How to impliment BTRFS Checksumming with unRAID?

December 6, 201510 yr

Author

Would this BTRFS loopback pool work as a substitute for using the parity data to rebuild BTRFS errors, or as an additional source for good data to be drawn from?

I prefer using parity data because, as stated, there is already space allocated for parity data. Any RAID 1 config will work just as well, but at the expense of doubling the size of your dataset.

Quote

December 6, 201510 yr

Would this BTRFS loopback pool work as a substitute for using the parity data to rebuild BTRFS errors, or as an additional source for good data to be drawn from?

I prefer using parity data because, as stated, there is already space allocated for parity data. Any RAID 1 config will work just as well, but at the expense of doubling the size of your dataset.

No, its for Dockers and Dockers only.

Currently dockers are contained inside a single file, docker.img. Internally this file is a single device BTRFS pool. In order to have data scrubbing and correcting function on this, one would need this virtual BTRFS to have multiple devices in some sort of mirror mode.

Quote

December 6, 201510 yr

Would this BTRFS loopback pool work as a substitute for using the parity data to rebuild BTRFS errors, or as an additional source for good data to be drawn from?

I prefer using parity data because, as stated, there is already space allocated for parity data. Any RAID 1 config will work just as well, but at the expense of doubling the size of your dataset.

No, we're talking about something totally independent of your original request. In addition to supporting btrfs as a filesystem for array devices, we also use it for Docker. So say you have a completely non-btrfs setup with unRAID, but want to use Docker. Well Docker leverages btrfs snapshotting, subvolumes, COW, etc. To support Docker without forcing folks to use btrfs for their storage devices themselves, we create a virtual disk image on top of an existing device formatted with whatever filesystem you want (that unRAID supports, that is). Then we format the virtual disk with btrfs. What BRiT is talking about is the ability to then create another virtual disk image for btrfs, then make those two virtual disks into a btrfs raid1, which would then enable us to do btrfs scrub and repair errors on the docker loopback image.

Quote

December 6, 201510 yr

Author

Perfect. I didn't realize that Docker used BTRFS in its image file, regardless of what filesystem was in use on the disk. I think that's a great request, too, and can save some trouble for people who have corrupted docker images in the future.

That said, I think protecting the humongous data array should be a higher priority than protecting the docker image, but they are both are worthwhile features to add.

I like this thread.

Quote

December 6, 201510 yr

@Jonp, quick question that likely does not make any sense but that's never stopped me from asking before...

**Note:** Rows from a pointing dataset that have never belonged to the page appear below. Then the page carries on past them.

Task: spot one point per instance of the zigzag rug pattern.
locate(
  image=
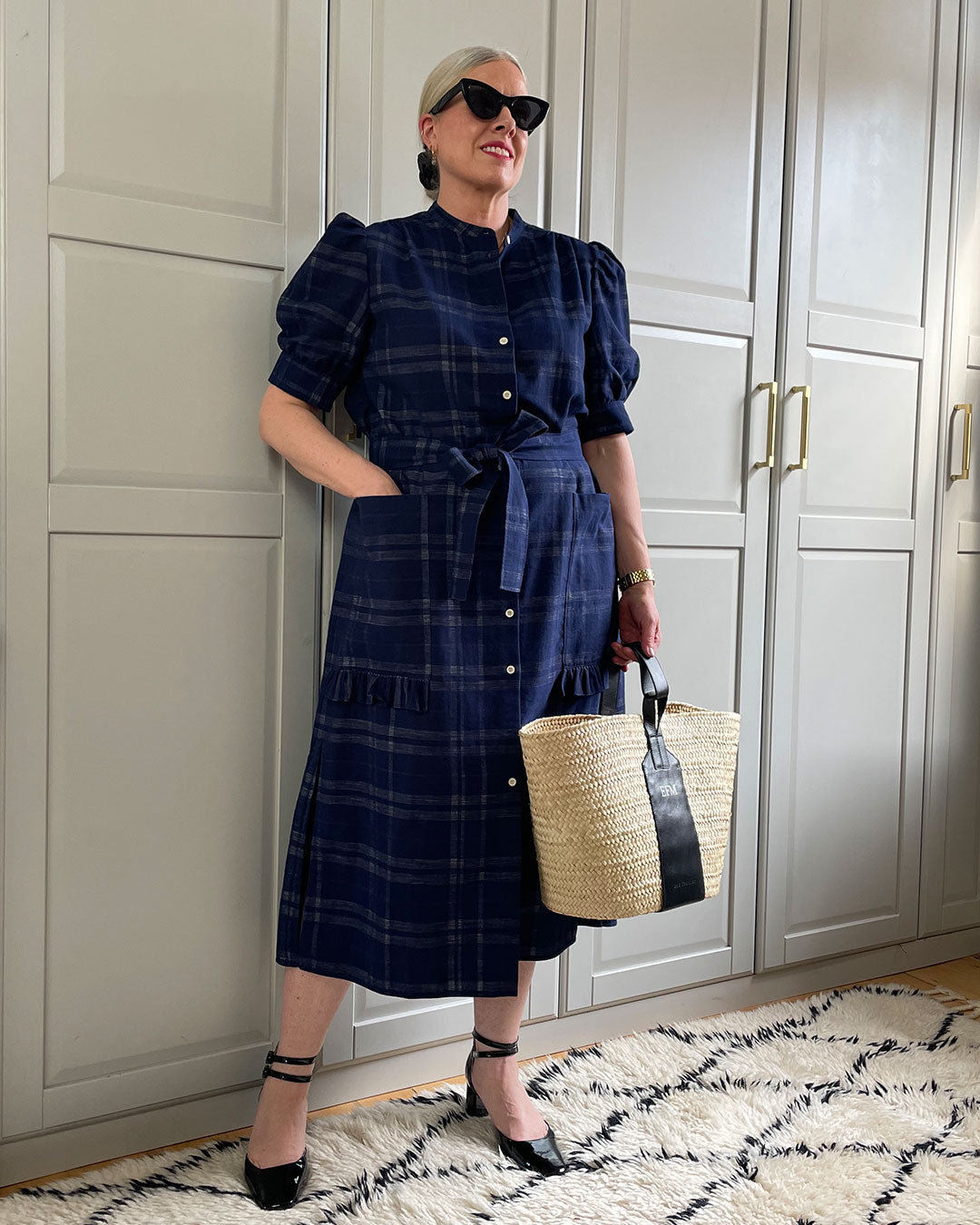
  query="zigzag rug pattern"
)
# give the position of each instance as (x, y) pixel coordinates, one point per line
(858, 1105)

Is there any means of creating the docker image file which is setup as a virtual BTRFS internally in a mirror mode BTRFS fashion? If so, would that help to recover from data corruptions automatically since its no longer a single pool setup?

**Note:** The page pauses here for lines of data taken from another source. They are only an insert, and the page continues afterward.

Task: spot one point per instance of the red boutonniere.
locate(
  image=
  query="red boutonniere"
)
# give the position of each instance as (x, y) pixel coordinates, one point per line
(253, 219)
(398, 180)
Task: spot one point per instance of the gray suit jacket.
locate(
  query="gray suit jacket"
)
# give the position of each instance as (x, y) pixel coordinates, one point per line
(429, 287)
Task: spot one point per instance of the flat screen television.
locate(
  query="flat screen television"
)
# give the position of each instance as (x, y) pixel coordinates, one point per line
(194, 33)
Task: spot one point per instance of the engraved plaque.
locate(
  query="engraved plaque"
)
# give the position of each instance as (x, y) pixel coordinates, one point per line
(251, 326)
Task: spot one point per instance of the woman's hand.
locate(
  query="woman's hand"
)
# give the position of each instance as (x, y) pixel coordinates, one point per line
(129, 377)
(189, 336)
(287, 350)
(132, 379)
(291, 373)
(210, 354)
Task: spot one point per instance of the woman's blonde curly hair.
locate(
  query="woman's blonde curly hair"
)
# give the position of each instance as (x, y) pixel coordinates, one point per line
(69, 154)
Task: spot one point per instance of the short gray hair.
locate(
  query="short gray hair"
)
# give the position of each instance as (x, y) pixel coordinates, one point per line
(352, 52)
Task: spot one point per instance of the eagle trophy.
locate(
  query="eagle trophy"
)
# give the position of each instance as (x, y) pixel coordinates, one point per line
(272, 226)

Ok, I stand corrected, this thread has now turned into TWO feature requests. That's not necessarily a bad idea. So basically two loopback BTRFS images of the same size (and even on the same btrfs pool if you wanted). Create those as a btrfs raid1, then scrubbing could, in theory, repair btrfs errors like this.

I honestly don't know how that would work, but I'm eager to find out!! Will be trying this next week!!

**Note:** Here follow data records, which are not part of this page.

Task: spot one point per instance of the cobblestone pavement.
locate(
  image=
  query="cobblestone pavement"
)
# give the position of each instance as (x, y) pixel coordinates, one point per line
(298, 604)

So, as an extension to this, could we get a feature that software RAID1's a single physical disk into 2 volumes to implement data redundancy and correction? I realize this won't be true RAID1 protection but I think it would go a long way into making the cache drive more resilient to corruption caused by power interruptions and crashes. Maybe not to the level of 2 physical disks, but if you have the extra space, it may be a good option.

Perhaps also allow carving up multiple cache drives into virtual volumes, say you have 2 SSD's, a 250 and a 500. Maybe carve up half the 500 to provide RAID1 for the 250, but still allow the other half of the 500 for non-fault tolerant use. Or any other combination that would make sense, like perhaps 2 500GB drives, each halved, and the one pair RAID1 and the other RAID0 for speed. You would end up with 250GB fault tolerant and still have 500GB to use for VM's that don't need realtime redundancy.

Quote

December 6, 201510 yr

@Jonp, quick question that likely does not make any sense but that's never stopped me from asking before...

Is there any means of creating the docker image file which is setup as a virtual BTRFS internally in a mirror mode BTRFS fashion? If so, would that help to recover from data corruptions automatically since its no longer a single pool setup?

Ok, I stand corrected, this thread has now turned into TWO feature requests. That's not necessarily a bad idea. So basically two loopback BTRFS images of the same size (and even on the same btrfs pool if you wanted). Create those as a btrfs raid1, then scrubbing could, in theory, repair btrfs errors like this.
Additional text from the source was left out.